Osteomyelitis is a complex infection of bone and marrow tissues caused by microbial agents that presents an escalating clinical challenge and substantial healthcare and economic burdens [1], [2]. Bone infection is caused by three clinical mechanisms: (1) osteomyelitis caused by the propagation of a contiguous source (i.e., trauma or surgical contamination), (2) osteomyelitis secondary to vascular insufficiency or neuropathy such as diabetic foot ulceration, and (3) acute hemorrhagic osteomyelitis [3]. Staphylococcus aureus is the principal pathogen that causes most cases of osteomyelitis [4]. This bacterium adheres to host tissues, evades immune surveillance by disrupting immune cell function, and persists within mammalian cells [5]. Recent reports have revealed that smoking is one of the highest risk factors for osteomyelitis, potentially exacerbating infections and complicating treatment due to recurrence [6], [7], [8].While a clinical association between smoking and the risk of osteomyelitis has been established, the exact molecular mechanisms remain undefined.

Cigarette smoke comprises over 4500 chemical entities, including particulate and vapor phases. Chronic exposure to these components is known to detrimentally affect immune function. Notably, the lack of immunosuppressive effects after chronic exposure to the vapor phase suggests the presence of an immunosuppressive agent within the particulate phase [9]. Nicotine is a component of the particulate phase that is thought to be responsible for the immunomodulatory effects induced by cigarette smoke [10]. Previous studies have demonstrated the connections of nicotine to several cancers’ poor prognosis, such as breast cancer, esophageal cancer and lung cancer [11], [12], [13]. Previous studies have demonstrated an association between nicotine and poor prognosis in several cancers, including breast, esophageal, and lung cancers. Moreover, nicotine can promote and aggravate certain bacterial infectious diseases, including periodontitis and gingivitis [14]. However, research on the relationship between nicotine and S. aureus-induced osteomyelitis and its underlying mechanisms is limited.

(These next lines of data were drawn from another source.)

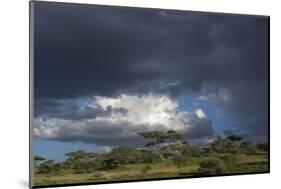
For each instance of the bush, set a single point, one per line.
(180, 161)
(248, 148)
(145, 169)
(212, 166)
(191, 151)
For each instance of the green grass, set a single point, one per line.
(165, 169)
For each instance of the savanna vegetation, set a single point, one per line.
(165, 155)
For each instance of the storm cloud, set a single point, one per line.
(83, 52)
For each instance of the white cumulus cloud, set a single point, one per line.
(143, 113)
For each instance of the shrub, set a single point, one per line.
(145, 169)
(248, 147)
(180, 161)
(212, 166)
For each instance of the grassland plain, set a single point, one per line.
(254, 163)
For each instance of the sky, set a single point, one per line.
(102, 74)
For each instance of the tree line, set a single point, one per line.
(160, 146)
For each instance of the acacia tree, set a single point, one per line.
(80, 160)
(226, 145)
(163, 142)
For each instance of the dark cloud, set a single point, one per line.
(72, 110)
(81, 51)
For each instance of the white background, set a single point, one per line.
(14, 87)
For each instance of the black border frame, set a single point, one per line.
(31, 96)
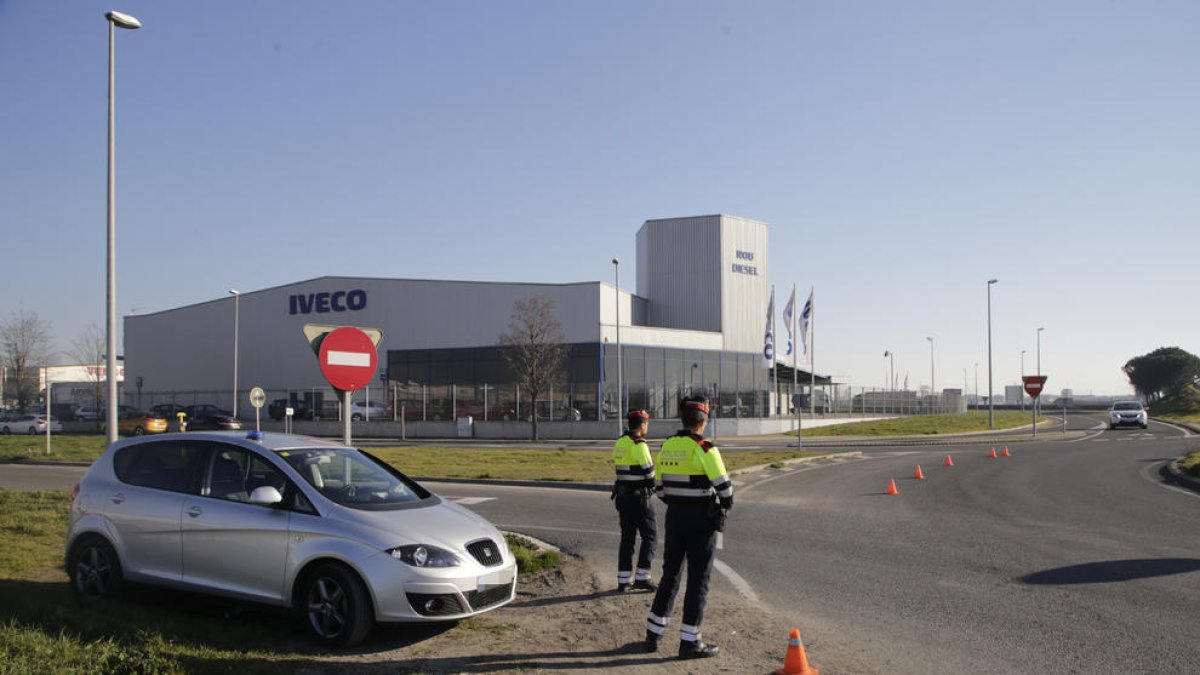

Macrophages are integral to the innate immune system and constitute the front line of defense against pathogenic invasion. Previous studies have reported that macrophages play an important role in the development of S. aureus-induced osteomyelitis, with macrophage polarization being pivotal for controlling host defenses against pathogens and injurious agents [15], [16], [17]. Under different stimuli, macrophages polarize to either M1 or M2 phenotypes, where M1 macrophages are stimulated by bacterial components like lipopolysaccharide (LPS) to elicit pro-inflammatory responses by releasing cytokines including interleukin (IL)-6, IL-12, and tumor necrosis factor alpha (TNF-α) that contribute to pathogen removal [18], [19]. The M2 polarization is associated with tissue repair, immunoregulation, and tumor-promoting processes [20], [21]. Recent studies indicate that nicotine promotes M2 macrophage polarization and reduces inflammation by inhibiting the production of pro-inflammatory cytokines such as IL-6 and TNF-α [14], [22]. Inflammation is a crucial component of the innate immunity that aids tissue repair and pathogen eradication [23]. However, the premature suppression of inflammation may reduce macrophage pathogen clearance, which increases the survival of invading pathogens. Previous research has demonstrated that nicotine increases Mycobacterium tuberculosis (Mtb) burden in macrophages via nicotinic acetylcholine receptor (nAChR) interactions [24]. Therefore, we hypothesized that the anti-inflammatory properties of nicotine aggravate osteomyelitis.

In this study, we explored the interplay between nicotine and S. aureus-induced osteomyelitis. We discovered that nicotine impaired the bactericidal capabilities of mouse bone marrow-derived macrophages (BMDMs) infected with S. aureus and reduced antimicrobial efficacy in mice with S. aureus-induced osteomyelitis. Using high-throughput sequencing, two crucial genes, NF-E2-related factor 2 (Nfe2l2/Nrf2) and solute carrier family 7 member 11 (Slc7a11), were identified. Nrf2 is a key gene that governs inflammation and cellular redox homeostasis, while Slc7a11 is a member of the solute carrier family that encodes a cystine/glutamate transporter and plays an essential role in the iron overload-ferroptosis pathway [25], [26], [27]. Nrf2 enhances the expression of Slc7a11, functioning as a transcriptional activator [28], [29]. We demonstrated that the Nrf2/Slc7a11 signaling axis was a potential mechanism by which nicotine promoted S. aureus-induced osteomyelitis, where the subsequent inhibition of Slc7a11 expression using Erastin significantly enhanced the phagocytosis/killing abilities and antimicrobial activity of BMDMs in mice. Furthermore, Erastin attenuated the detrimental effects of nicotine by modulating glutamate/glutathione metabolism. This study revealed the profound molecular impact of nicotine on S. aureus-induced osteomyelitis.